While all of this greatly adds to a very compelling story, the “what” that is being said in this movie isn’t as important as “how” Tarantino chooses to deliver the story. He’s taken flack for it being a spaghetti western, where some have felt that such a light genre is inappropriate homage to slave ancestors. However, from a filmmaking perspective, this helps to keep the movie’s very dark places from stalling the story line. You need the audience to stay engaged and not get so angry at what’s happening that they have to leave the theater. The lighter moments keep the story on pace by injecting humor appropriately.
The use of a love story (as opposed to a flat out revenge driven plot) helps people feel invested in Django, who some of the audience may not connect to. He’s a “scary looking” slave, who’s been wronged (just by nature of being a slave) and understandably, has a lot of anger. However, Django being so in love with his wife, that he is willing to venture back into the deep South (where it is NOT safe for a freedman) to rescue her, adds a softness and vulnerability to his character. Jaime Foxx uses a somewhat soft voice in the role which clues you in on the fact that it’s his mind, not physical intimidation, which is going to help him get his wife back.

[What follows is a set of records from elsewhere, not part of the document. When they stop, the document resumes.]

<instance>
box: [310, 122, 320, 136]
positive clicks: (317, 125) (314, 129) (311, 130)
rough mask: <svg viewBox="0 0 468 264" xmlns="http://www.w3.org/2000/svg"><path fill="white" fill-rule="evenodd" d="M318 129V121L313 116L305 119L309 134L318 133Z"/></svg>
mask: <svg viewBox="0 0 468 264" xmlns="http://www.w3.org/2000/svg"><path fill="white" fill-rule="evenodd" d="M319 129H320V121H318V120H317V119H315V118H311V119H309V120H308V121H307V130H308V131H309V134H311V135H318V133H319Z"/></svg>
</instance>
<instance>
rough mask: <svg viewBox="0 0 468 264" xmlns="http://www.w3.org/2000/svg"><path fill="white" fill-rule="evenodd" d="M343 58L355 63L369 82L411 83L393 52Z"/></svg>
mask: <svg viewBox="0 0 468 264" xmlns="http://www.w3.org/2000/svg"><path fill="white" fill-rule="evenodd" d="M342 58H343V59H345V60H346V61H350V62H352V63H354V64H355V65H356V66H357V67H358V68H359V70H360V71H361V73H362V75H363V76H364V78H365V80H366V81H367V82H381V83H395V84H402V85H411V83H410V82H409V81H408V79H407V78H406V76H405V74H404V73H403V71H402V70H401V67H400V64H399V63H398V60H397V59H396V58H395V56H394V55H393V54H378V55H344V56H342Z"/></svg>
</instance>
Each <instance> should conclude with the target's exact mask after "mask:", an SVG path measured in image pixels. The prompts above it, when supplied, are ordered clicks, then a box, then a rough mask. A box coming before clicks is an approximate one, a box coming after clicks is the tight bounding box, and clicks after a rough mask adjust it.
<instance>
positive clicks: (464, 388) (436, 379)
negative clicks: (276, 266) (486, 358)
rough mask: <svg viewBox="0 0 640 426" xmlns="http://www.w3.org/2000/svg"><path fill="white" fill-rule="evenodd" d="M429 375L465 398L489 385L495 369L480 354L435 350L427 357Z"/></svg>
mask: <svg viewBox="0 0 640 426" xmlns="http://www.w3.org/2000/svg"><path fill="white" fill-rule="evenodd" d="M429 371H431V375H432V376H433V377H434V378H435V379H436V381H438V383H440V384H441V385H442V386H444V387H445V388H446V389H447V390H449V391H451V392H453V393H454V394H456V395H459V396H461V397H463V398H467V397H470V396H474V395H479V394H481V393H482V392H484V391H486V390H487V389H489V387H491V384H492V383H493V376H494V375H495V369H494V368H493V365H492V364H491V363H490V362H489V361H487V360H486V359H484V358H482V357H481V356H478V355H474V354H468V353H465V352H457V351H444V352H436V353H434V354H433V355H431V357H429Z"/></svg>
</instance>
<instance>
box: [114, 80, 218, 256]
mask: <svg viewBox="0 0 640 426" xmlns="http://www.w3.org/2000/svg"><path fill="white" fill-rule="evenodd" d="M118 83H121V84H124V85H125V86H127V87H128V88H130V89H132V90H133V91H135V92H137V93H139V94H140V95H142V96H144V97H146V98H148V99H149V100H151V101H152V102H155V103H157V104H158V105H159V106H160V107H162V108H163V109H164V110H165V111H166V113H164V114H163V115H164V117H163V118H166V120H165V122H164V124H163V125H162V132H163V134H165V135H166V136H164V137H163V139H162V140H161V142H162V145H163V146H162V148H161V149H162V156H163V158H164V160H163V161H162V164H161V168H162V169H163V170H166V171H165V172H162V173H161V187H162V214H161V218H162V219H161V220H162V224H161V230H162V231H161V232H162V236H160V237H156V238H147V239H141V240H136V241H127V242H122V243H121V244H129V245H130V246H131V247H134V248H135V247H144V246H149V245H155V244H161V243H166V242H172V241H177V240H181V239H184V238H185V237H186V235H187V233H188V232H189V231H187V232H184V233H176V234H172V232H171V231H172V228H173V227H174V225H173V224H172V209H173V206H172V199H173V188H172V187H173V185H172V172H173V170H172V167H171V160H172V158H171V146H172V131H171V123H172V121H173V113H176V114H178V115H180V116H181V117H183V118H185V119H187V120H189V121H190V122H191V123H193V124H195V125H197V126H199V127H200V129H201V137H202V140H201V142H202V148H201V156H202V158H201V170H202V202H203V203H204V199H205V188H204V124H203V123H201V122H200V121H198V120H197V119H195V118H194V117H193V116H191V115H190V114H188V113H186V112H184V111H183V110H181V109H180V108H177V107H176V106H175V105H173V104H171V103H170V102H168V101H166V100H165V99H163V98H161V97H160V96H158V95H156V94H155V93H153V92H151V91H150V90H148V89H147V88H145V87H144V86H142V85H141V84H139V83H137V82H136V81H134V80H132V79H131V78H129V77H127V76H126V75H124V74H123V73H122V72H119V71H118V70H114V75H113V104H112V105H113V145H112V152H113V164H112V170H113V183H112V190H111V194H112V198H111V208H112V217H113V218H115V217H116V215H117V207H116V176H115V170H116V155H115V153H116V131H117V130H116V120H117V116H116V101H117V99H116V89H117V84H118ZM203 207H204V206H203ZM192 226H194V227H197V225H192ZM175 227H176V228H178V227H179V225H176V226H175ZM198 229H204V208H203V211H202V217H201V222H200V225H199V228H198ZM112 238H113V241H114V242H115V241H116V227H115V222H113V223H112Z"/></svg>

Christoph Waltz’s character, a German doctor, was a wonderful contraption. It provided balance to the evil Southern whites displayed in the film, but without coming off as a “white savior.” He did not help Django’s character due to some moral superiority but because he genuinely saw in him a partner and found Django’s German connection (via Broomhilda – there’s a great reference to an old German myth) too fascinating and coincidental to pass up. The role of Dr. Shultz also allowed the audience the vantage of seeing slavery and black inferiority as outsiders or non-Americans likely saw it, utter bullshit that the South put on and took off as it pleased, in pursuit of what America values above all else – capitalism.
Finally, Tarantino has received flack for being a white director making a film set in slavery. While it’s true that white privilege likely allowed him to make such a film (I don’t think a black director could make this movie without people suspecting he or she was trying to start a race war), I believe his background actually helped in terms of the some of the nuance of white culture in the film. There were some indications about virility vs impotence that I couldn’t really follow but seemed to be lurking underneath the central plot of the story.
Overall, I enjoyed the film and believe Tarantino approached the story he wanted to tell amidst the backdrop of slavery respectfully and without resorting to tired clichés for his main characters. The writing, acting and directing was superb, and I look forward to seeing Django recognized by the Academy.